18 years have passed since then. Radical Islamist groups have spread as far as sub-Saharan Africa, and in Europe attacks and murders by fanatical Muslims are no longer isolated incidents. Jews are being targeted and attacked in the streets. In France, following the recent attack by Palestinian Hamas on civilians in Israel, a young Islamist of Chechen origin slit the throat of a teacher. In Brussels, a rejected asylum seeker from Tunisia shot and killed two Swedish soccer fans. And in Germany, pro-Palestinian demonstrators shouted slogans like “Fuck Jews!” Or, “Islam will win.” And handed out cakes to celebrate.

Like many people, I am appalled by these developments. And like many, I point the finger at the governments, and, as a German, especially at the various German governments and their policies of uncontrolled mass immigration of Muslim migrants. But what also worries me: Anyone who speaks out against radical Muslims and the infiltration of politics and society by a legalistic Islam seems to be expected to now automatically and unconditionally be pro-Israel.
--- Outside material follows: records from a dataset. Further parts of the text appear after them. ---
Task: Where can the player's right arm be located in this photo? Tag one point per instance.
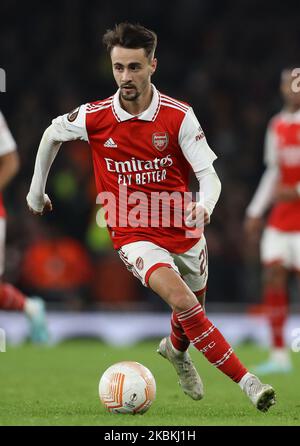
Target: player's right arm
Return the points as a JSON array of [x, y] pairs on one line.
[[64, 128], [264, 194]]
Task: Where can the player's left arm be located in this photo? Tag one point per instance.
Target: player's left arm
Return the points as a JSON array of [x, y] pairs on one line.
[[200, 156], [9, 166], [64, 128]]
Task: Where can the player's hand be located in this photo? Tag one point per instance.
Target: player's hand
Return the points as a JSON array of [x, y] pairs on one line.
[[40, 205], [196, 215], [286, 193]]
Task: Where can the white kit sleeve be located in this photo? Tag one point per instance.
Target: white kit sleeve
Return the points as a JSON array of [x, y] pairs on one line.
[[7, 142], [210, 188], [64, 128], [193, 143], [264, 194]]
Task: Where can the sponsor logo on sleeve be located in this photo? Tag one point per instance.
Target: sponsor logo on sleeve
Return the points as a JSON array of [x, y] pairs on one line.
[[160, 140], [73, 114]]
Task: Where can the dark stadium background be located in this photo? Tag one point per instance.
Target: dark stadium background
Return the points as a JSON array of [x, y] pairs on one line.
[[223, 57]]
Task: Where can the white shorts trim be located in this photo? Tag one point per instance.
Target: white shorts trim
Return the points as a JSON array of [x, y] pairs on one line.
[[281, 247], [142, 258]]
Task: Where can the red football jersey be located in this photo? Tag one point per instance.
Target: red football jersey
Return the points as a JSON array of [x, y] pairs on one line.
[[283, 149], [136, 157], [7, 145]]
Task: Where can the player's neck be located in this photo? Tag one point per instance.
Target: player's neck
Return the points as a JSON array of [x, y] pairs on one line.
[[141, 104], [291, 108]]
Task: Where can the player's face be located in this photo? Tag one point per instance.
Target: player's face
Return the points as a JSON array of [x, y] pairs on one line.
[[132, 71], [289, 86]]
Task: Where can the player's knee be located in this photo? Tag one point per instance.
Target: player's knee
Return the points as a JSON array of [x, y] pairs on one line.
[[181, 301]]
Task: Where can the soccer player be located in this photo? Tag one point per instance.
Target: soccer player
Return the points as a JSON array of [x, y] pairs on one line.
[[279, 188], [144, 143], [10, 297]]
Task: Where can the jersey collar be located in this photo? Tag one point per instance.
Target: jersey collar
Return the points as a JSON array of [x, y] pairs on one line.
[[147, 115]]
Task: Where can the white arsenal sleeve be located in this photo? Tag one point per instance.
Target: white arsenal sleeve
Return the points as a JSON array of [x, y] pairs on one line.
[[193, 143], [64, 128], [264, 194]]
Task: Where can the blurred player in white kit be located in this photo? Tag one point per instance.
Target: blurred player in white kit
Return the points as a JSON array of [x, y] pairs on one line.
[[10, 297]]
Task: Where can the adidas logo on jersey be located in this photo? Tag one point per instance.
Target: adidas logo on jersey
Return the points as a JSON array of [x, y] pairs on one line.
[[110, 143]]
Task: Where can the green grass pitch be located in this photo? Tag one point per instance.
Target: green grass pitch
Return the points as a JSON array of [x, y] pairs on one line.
[[59, 386]]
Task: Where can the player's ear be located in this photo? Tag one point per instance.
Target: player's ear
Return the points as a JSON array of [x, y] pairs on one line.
[[153, 65]]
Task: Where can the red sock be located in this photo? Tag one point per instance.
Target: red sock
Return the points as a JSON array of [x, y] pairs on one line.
[[178, 337], [276, 302], [207, 339], [11, 298]]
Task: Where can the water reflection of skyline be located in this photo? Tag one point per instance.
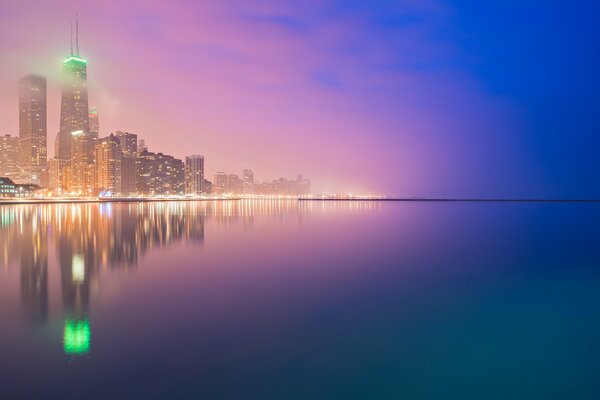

Corresponding expressions of opinion are suggested or even demanded. Those who fail to do so run the risk of being considered anti-Semitic. One non-Jewish activist, who I mistakenly assumed was friendly to me, broke off contact with me and called me a “Jew-hater” just because I had pointed out that there were two sides to the Middle East conflict. To see them: I continue to take this liberty.

As much as I despise backward, narrow-minded Islamists and condemn the cruel terror of Hamas, I am equally critical of the settlement policy of Benjamin Netanyahu, who has been Prime Minister of Israel for the sixth time since 1996. And who so far, undeterred, wants to have more Jewish settlements built in the West Bank, which, in my eyes, would corner the residents of the West Bank more and more and further fuel the hatred. “We have nothing left to lose,” a young Palestinian already told me at a demonstration in Berlin a few years ago.

If at the age of 20 I stood with conviction on the side of Israel and at 30 on the side of the Palestinians, today I insist on doing neither.